Patients with chronic lung disease are more likely to die or be hospitalized from cardiovascular disease than from any other disease.
Chronic lung disease (CLD)—including COPD, chronic bronchitis, and emphysema—is common, presenting in approximately one in seven patients presenting with myocardial infarction (MI). Patients with CLD are more likely to die or be hospitalized from cardiovascular disease than from any other disease. Despite this knowledge, few studies have explored the influence of CLD on patient management and outcomes following MI. Gaining a better understanding of this relationship could lead to opportunities for improving quality of care and outcomes for CLD patients.
Treatments & Mortality for Chronic Lung Disease
In a study published in the American Heart Journal, my colleagues and I utilized the National Cardiovascular Data Registry to determine the association of CLD with treatments and adverse events after MI. Our results showed that CLD patients presenting with non-STEMI had a 20% increased risk for in-hospital death when compared with those who did not have CLD. No such link, however, was found among CLD patients with STEMI.
In addition, CLD patients with non-STEMI were markedly less likely to receive invasive procedures, such as cardiac catheterization, PCI, or CABG surgery. They were also slightly less likely to receive evidence-based medical therapies, including thienopyridines, β-blockers, and statins. Conversely, differences in treatment of STEMI patients with CLD were not clinically significant, according to findings in our investigation.
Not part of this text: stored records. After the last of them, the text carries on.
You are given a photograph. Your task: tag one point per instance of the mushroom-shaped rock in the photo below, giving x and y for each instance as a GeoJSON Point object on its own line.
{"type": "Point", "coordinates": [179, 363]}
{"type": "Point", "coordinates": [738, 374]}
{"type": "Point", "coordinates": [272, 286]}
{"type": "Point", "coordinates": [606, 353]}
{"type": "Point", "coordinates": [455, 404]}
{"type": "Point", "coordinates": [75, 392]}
Taking a Closer Look at Bleeding Risks
This is also the first study to our knowledge indicating that, independent of other factors, CLD patients had a 20% to 25% higher risk of bleeding when compared with those without CLD. Major bleeding is one of the most common in-hospital complications following acute coronary syndromes and is associated with worse outcomes, including death. Several factors may contribute to excess bleeding in patients with CLD, including underlying frailty and differences in medical treatments. There may also be pathophysiologic differences between those with and without CLD contributing to higher risk of bleeding.
In light of these results, we should continue to develop and apply better systems of care to reduce disparities and optimize outcomes for CLD patients who experience MI. Careful selection and dosing of anticoagulant and antiplatelet therapies and the use of radial access during cardiac catheterization should also be considered to reduce bleeding in this high-risk subgroup of patients.